We bought this house a year or so into our infertility struggle, it was our first home, the perfect house to start a family in. We had so many plans, and as a person who loves crafting and decorating, I couldn’t wait to start creating this house into a home. Infertility changed everything though and we stayed stagnant for years, bedrooms contain boxes for a life not realized, and I unconsciously found myself ‘waiting for the kids’ before doing any renovations, even the simple ones like painting a wall. Everything we had emotionally, financially, and physically went into having a baby, and just holding on until one came. As painful as it is to sort through your life, let it all go, and stand in the empty room you had filled with so many dreams, I’m learning bit by bit that by clearing it out I’ve made room for new dreams.
As I go through each room, trying to imagine paint colours and actual uses for the two rooms left unused I feel bit by bit, the old version of myself spring up from inside; joy is beginning to return to my life in small flashes. Now that the focus is ‘what can this room be’ instead of it simply being the nursery that never was, there is a bit of excitement back in my spirit. Then I open a drawer or unfold the flap of a cardboard box and the tidal wave of the last thirteen years hits me. It’s not just the things we had saved and kept for our future children, but all the things that remind me just how much I lost within myself along the way in the struggle to get to this point. It’s the oddest sensation existing at opposite ends of the spectrum, switching from a state of grief to excitement. It’s like constantly being released from a prison in short spurts. It feels very foreign.
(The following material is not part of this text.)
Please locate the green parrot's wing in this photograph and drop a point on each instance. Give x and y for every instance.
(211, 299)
This spring cleaning session is a few years overdue, and along with the dirt and clutter, it feels as if I’m getting rid of a lot more inside myself, than within the walls of this house.
Jenn says
What a beautifully written post. I found myself relating to much of your story, and wondering myself how I will try and “rebuild/reframe” this house we bought just two years ago to start a family in. I often fantasize about just buying a new house for the new life we will have without children. I guess the next best thing is to redefine what purpose each room will have. I, too, postponed any real commitment to colors for spare rooms, held onto a TV we don’t use to possibly use in a “play room”, and still have one room filled with boxes (thinking once we find out we are pregnant we will gleefully get rid of the boxes).
Recently my parents forced me to take some toys home that they had in their attic. So now I have the dolls from my childhood and even one doll passed down from my mother that I will never get to share with anyone. It’s sad when you realize that a lot of what you were saving in life was to share with your future children. Now it doesn’t seem to make sense why I held onto things, and when I see these things they feel different to me now.
Almira says
I can relate so much .. I am moving out of my apartment that I have lived in for four years .. my second bedroom remained empty in hopes of having a baby in here one day .. time passed and it was left empty and my dream on hold .. a few months ago, i started working from home and made it into a home office .. i must say it looks fabulous and more full .. even though i wanted to bring a baby into this room, other things happened
Almira says
I will be moving in about a week or two and i am dreading coming across fertility bills and pamphlets .. sigh
Mary says
There are landmines of hope through out my childhood room. Things that I had planned to give my child.
I am an only child with little family. There is no one to give my fathers hankerchiefs too. There are baby blankets that were saved or gifted to me, for some day. The onesie that I have been saving for 15 years.
The books about pregnany after 35 were difficult to give up but didnt feel like pieces of me. The intent for these objects has been in place for so long now.